Chapitre 1 les souffles du pissenlit
Eliott aimait les après-midis calmes. Il était assis dans la bibliothèque, carnet à la main, à noter ce qu’il voyait. Les nuages, le vent qui bougeait les feuilles, le bruit des pas dans l’allée. Pour lui, chaque petit détail était un miracle.
Un souffle de vent fit s’envoler un pissenlit. Eliott tendit la main… et tomba sur une autre main.
« Oh… désolée ! » dit une voix claire avec un petit rire.
Il leva les yeux. Une fille tenait le pissenlit, comme si elle voulait le protéger du vent.
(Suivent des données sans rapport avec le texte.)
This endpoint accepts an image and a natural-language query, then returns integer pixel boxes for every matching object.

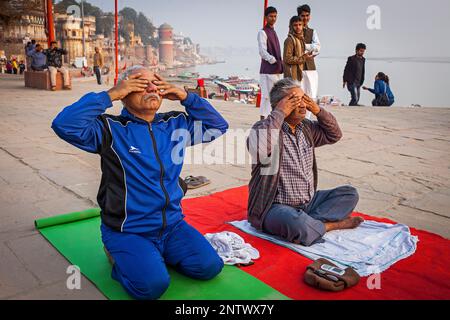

Ses cheveux bruns bougeaient doucement, et ses yeux avaient cette intensité qui donnait l’impression que le monde s’arrêtait un instant.
« Ce… c’est rien, bafouilla Eliott. »
Elle sourit, un peu malicieuse. « Tu regardes toujours les plantes comme ça, ou c’est juste pour me surprendre ? »
Eliott rit un peu, nerveux. « Non… j’aime juste les petits détails. »
« Moi aussi, » dit-elle. « Les détails racontent des choses que les mots ne disent pas. »
Ils restèrent silencieux un moment. Le vent jouait avec le pissenlit, et ça semblait suffire. Un chat passa près d’eux, fit tomber un livre, et ils rirent tous les deux.
Rien de spécial. Juste eux, le vent, le pissenlit… et un monde un peu plus léger qu’avant.